Gibran Rakabuming Raka, yang menjabat sebagai Wakil Presiden Republik Indonesia sejak Oktober 2024, telah berada di ujung sorotan publik nasional. Dengan latar belakang sebagai Wali Kota Surakarta dan sebagai putra tertua mantan Presiden Joko Widodo (“Jokowi”), Gibran menghadapi ekspektasi tinggi sekaligus tantangan besar dalam memantapkan peran dan pengaruhnya di kabinet dan pemerintahan.
Salah satu agenda kerja yang menonjol ialah kunjungan kerjanya ke ibu kota baru, Nusantara (IKN) di Kalimantan Timur, pada akhir Mei 2025. Ia meninjau pembangunan segmen tol 5B yang tengah dikerjakan—saat itu progres tercatat sekitar 70 persen—dan menyampaikan instruksi agar kualitas pembangunan dijaga dan jadwal tidak molor. Gibran juga secara simbolis menanam pohon beringin di area Istana Wakil Presiden di IKN sebagai tanda komitmen terhadap keberlanjutan pembangunan.
Selain pembangunan infrastruktur, Gibran turut aktif di sektor agrikultur. Pada kunjungan kerja ke Kabupaten Langkat, Sumatera Utara, ia menyerahkan bantuan alat mesin pertanian seperti combine harvester, traktor, dan pompa air kepada petani. Ia menyebut bahwa modernisasi pertanian dan peningkatan produktivitas merupakan bagian dari visi pemerintahan untuk menjaga ketahanan pangan.
Namun, meski aktif dalam agenda publik, Gibran juga menghadapi sejumlah sorotan. Dalam hitungan bulan setelah menjabat, sejumlah analis menilai posisi dan pengaruhnya dalam pemerintahan belum menunjukkan bobot yang besar. Sebuah artikel menyebut bahwa di antara kritik publik terdapat persepsi bahwa Gibran naik ke tampuk kekuasaan dengan dukungan kuat sang ayah dan belum secara mandiri membuktikan kapasitasnya sebagai pemimpin nasional.

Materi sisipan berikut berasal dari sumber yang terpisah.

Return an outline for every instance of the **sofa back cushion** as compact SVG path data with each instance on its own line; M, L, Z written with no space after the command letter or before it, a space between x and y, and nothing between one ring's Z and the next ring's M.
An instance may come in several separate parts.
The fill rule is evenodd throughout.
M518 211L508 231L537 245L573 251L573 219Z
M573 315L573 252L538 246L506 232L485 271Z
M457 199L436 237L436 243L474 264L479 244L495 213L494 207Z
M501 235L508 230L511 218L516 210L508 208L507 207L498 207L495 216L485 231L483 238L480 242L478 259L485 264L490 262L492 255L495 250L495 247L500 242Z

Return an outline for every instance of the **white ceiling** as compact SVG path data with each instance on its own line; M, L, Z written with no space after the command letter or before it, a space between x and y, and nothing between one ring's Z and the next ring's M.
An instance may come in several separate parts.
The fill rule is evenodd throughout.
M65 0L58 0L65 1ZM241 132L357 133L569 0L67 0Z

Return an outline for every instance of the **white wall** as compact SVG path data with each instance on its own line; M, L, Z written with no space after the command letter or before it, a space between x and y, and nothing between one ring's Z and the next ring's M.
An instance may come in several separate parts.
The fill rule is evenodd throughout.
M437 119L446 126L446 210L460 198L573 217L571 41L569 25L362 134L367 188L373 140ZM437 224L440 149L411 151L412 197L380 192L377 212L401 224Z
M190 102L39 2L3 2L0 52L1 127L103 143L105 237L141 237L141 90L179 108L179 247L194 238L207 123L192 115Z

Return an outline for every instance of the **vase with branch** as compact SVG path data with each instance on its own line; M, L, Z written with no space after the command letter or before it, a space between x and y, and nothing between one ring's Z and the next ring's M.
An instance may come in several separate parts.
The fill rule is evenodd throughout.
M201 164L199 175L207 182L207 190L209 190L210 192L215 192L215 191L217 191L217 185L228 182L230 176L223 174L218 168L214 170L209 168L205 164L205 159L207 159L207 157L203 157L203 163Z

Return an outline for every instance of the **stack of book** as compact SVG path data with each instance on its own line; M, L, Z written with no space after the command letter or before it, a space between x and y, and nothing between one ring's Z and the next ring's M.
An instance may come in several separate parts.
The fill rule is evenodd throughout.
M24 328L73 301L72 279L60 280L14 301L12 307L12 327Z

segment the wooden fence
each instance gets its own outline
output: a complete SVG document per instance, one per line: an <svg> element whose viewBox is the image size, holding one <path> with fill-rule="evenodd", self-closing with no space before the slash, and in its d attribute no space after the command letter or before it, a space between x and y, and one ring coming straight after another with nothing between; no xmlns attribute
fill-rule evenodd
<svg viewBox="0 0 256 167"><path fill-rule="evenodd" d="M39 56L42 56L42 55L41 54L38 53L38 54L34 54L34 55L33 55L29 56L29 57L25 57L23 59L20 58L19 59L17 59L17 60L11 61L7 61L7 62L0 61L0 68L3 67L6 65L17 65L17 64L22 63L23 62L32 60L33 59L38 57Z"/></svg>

Salah satu kontroversi yang sempat mencuat adalah terkait foto bersama pejabat militer yang dianggap memiliki muatan politik. Gibran kemudian menegaskan bahwa foto itu diambil jauh sebelum pencalonannya sebagai wakil presiden dan bukan dimaksudkan sebagai manuver politik. Di sisi lain, soal keanggotaan partai juga menjadi sorotan—pada Desember 2024, partai PDI‑P secara resmi menempatkan Gibran sebagai daftar yang diberhentikan dari keanggotaan. Ia menyatakan bahwa langkah tersebut adalah keputusan pribadi agar bisa mendukung penetapan Presiden Prabowo Subianto sebagai pemimpin nasional.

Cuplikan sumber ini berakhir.